Protéger les victimes de la traite

Bien qu’encadrés par la loi, les programmes d’aide aux personnes exploitées par un réseau de prostitution sont peu appliqués.

Lena Bjurström  • 21 mars 2013 abonné·es

Quand on lui parle de prostitution et de traite des êtres humains, Claude Boucher, présidente des Amis du Bus des femmes, s’agace : « Qu’on arrête de confondre ! La traite, c’est bel et bien de l’esclavage ! » Pour elle, cet amalgame trop fréquent est caractéristique du désordre du débat politique français. « Il faut repenser les priorités. Pendant que l’on s’interroge sur la morale de la prostitution, les personnes exploitées par des réseaux ont trop peu accès à la protection légale qui leur est due. » Si la répression de la traite et la protection de ses victimes sont théoriquement encadrées par la loi française, dans la pratique, leur application fait face à de nombreux problèmes.
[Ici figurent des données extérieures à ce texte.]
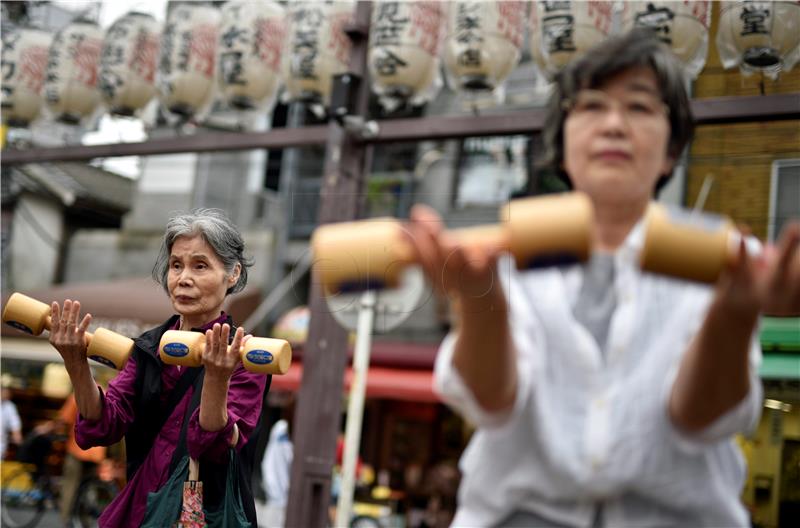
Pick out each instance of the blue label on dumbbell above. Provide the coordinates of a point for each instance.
(260, 357)
(176, 349)
(105, 361)
(19, 326)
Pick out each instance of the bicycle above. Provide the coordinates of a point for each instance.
(27, 492)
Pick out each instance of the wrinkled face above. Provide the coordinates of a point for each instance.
(197, 281)
(616, 139)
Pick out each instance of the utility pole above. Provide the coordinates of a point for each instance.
(318, 411)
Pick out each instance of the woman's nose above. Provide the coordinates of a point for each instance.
(614, 120)
(185, 276)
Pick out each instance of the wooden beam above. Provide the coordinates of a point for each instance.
(706, 111)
La traite des êtres humains est un délit récent, passible de sept à dix ans de réclusion depuis 2003. Elle devient un crime si elle est commise en bande organisée ou s’il y a eu recours à des actes de torture. La peine encourue est alors l’emprisonnement à perpétuité. Mais de telles condamnations sont rarement prononcées par les tribunaux, qui, face à la difficulté de prouver l’infraction, se rabattent sur le délit de proxénétisme aggravé. « Même dans ce cas, les proxénètes écopent souvent de trois ans de prison au lieu des dix préconisés », déplore Claude Boucher. Et, pour les associations, la difficulté réside dans l’identification des victimes. « La plupart ne se désignent pas comme telles et refusent toute aide par peur des conséquences pour elles ou leur famille restée à l’étranger », poursuit la présidente des Amis du Bus des femmes.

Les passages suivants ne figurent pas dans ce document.